De ahí emerge otra imagen recurrente y oscura: la del sujeto empeñado febrilmente en cavar en esas piedras en busca de la luz, de otro espacio, ahora definido en la verticalidad ascensional. La imaginación y la memoria son motor del vuelo, posibilitan la conquista de lo negado, el regreso a la casa de la niñez —sin cancelas, con la ropa tendida al sol—, y también sus azoteas y escaleras, y las torres con sus palomas y campanas al vuelo, y la poesía, única luminaria posible contra esa oscuridad. El poeta cava febrilmente —“cavando toda la noche / la luz toda la noche para verle los ojos / a las estrellas ciego toda la noche”—, para desenterrar la luz libérrima de la escritura, estrella de esa noche simbólica, en pasajes visionarios de una dolorosa lucidez, deudora de aquella “celda cero” enterrada bajo el mar: “Escribo / a ciegas y palpo la oscuridad / de la luz / que alimento de sílabas y pasos…”.

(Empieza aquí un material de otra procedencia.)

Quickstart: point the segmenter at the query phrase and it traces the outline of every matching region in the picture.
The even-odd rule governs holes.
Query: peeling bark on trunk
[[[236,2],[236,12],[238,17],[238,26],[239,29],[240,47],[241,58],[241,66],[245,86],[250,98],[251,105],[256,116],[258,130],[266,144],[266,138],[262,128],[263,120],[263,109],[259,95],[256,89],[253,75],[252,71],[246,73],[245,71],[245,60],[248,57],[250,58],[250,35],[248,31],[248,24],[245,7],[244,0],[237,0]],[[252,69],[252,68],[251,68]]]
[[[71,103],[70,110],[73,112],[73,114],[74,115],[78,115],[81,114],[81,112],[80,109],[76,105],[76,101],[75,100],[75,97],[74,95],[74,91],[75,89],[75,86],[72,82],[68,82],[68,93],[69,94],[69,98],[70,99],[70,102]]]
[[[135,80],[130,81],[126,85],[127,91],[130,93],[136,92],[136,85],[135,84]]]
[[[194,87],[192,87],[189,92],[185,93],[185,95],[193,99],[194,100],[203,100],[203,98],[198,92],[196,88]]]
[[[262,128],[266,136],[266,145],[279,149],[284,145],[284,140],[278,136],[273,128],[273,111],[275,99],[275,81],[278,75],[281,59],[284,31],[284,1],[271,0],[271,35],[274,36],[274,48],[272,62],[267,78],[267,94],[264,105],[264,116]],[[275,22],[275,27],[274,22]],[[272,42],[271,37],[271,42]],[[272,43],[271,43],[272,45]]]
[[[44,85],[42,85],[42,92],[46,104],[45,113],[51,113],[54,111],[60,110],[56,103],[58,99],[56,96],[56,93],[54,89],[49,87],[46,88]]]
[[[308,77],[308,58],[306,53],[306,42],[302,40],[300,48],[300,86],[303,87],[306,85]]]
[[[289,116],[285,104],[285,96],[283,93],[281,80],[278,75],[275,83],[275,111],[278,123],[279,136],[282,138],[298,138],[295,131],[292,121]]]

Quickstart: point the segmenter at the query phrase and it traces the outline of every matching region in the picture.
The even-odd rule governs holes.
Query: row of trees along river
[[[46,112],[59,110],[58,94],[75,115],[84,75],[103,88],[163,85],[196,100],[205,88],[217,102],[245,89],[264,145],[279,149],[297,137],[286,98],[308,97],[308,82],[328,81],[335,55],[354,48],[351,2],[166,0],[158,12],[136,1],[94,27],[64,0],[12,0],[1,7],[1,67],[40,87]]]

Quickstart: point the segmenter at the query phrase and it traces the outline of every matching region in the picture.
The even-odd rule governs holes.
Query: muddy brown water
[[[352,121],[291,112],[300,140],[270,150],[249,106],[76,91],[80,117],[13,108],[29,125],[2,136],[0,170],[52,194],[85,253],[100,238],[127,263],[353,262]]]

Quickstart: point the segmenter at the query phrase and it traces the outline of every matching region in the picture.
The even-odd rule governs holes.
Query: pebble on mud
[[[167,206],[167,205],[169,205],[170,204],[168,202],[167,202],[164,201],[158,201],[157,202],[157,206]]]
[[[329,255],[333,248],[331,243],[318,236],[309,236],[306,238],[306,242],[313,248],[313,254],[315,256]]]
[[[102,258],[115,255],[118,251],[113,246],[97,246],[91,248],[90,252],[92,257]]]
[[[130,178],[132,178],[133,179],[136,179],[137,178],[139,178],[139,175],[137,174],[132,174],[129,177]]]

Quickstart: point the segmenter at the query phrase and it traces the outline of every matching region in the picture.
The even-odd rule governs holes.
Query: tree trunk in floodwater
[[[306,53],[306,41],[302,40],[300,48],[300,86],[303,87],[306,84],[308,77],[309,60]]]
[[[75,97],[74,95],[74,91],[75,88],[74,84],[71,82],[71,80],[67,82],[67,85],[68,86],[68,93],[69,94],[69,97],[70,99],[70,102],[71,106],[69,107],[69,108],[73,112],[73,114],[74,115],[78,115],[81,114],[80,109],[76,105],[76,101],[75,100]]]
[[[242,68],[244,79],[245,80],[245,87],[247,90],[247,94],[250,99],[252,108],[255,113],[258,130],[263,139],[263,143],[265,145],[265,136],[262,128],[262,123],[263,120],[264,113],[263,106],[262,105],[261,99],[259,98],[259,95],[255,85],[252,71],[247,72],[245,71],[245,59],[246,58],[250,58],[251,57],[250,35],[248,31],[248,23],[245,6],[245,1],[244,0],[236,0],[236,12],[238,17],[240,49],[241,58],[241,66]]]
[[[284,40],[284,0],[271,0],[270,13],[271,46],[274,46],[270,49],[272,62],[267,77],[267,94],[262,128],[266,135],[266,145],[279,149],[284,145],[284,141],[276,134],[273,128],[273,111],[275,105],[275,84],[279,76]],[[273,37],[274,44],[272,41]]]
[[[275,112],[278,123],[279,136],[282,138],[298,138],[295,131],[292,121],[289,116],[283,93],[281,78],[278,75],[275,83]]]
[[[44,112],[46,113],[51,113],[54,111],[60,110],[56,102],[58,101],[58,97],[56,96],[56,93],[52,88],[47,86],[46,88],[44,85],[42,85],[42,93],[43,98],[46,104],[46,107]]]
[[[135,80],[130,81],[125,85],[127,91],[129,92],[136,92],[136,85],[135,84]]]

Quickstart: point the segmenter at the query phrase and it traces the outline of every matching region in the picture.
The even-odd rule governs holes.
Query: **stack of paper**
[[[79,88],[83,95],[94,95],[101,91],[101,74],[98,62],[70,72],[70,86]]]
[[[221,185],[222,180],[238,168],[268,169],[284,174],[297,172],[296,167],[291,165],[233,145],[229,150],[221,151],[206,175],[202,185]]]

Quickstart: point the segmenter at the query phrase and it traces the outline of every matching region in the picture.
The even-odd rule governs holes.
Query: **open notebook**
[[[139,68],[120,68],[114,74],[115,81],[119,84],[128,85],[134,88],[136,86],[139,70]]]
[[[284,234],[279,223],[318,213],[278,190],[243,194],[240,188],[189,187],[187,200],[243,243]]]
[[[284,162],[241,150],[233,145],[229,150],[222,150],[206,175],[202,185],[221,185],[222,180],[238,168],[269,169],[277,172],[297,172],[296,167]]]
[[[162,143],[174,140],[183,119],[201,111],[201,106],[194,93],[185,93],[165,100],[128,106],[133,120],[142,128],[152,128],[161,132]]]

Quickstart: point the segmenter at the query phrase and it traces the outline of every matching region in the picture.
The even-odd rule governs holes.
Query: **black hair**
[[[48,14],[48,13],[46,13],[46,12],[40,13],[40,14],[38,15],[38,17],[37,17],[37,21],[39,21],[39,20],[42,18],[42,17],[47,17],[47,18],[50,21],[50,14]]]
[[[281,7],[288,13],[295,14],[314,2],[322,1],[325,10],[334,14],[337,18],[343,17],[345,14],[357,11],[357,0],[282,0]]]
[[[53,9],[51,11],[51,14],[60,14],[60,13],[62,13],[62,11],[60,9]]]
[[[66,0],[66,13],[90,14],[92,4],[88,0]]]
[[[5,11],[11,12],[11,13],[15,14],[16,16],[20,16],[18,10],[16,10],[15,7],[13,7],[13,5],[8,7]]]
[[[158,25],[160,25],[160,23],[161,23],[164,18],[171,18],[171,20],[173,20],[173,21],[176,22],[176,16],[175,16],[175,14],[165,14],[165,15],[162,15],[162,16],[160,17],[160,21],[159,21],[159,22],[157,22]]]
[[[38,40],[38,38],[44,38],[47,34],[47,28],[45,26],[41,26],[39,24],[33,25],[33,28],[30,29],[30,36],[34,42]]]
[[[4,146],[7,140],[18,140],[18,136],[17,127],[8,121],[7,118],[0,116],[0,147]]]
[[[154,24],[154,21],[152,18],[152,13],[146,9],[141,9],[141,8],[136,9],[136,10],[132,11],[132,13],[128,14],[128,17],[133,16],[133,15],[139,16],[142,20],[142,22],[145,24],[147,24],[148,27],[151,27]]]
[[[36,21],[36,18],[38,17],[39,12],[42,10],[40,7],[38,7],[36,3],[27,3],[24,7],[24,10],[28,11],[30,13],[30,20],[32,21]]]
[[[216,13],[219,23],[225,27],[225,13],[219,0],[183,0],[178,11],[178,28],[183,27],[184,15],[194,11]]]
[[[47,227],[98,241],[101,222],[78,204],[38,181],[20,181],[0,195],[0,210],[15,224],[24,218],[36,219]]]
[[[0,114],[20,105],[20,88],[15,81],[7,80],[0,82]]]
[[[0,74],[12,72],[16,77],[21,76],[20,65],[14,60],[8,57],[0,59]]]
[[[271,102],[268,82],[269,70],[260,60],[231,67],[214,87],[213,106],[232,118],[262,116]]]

Esa fuga ascensional construye, en su verticalidad, nuevos espacios que garantizan el vuelo libre, más allá de las paredes de piedra que definen el deambular del poeta en un plano horizontal. La palabra y su sortilegio hacen posible esa afirmación de la vida, la memoria, el futuro: las cosas familiares se entrelazan con el mar, el cielo y la tinta, todo se contagia de esa luz que sueña, que se eleva fugitiva, poderosa, en una constante anábasis, en tanto que el idioma se despoja de lastres retóricos para mostrar una desnudez austera y altiva, una transparencia que se ofrenda íntima, cercana, próxima. Ese vuelo también recorre en visiones terribles un pasado ominoso, su dentellada amarga, su cicatriz indeleble, redimidas por la escritura, que dibuja escaleras y horizontes para negar aquellas celdas; mágicamente la palabra ejecuta el exorcismo, ahuyenta la sombra y se hace bálsamo y camino, con su fortaleza irreductible.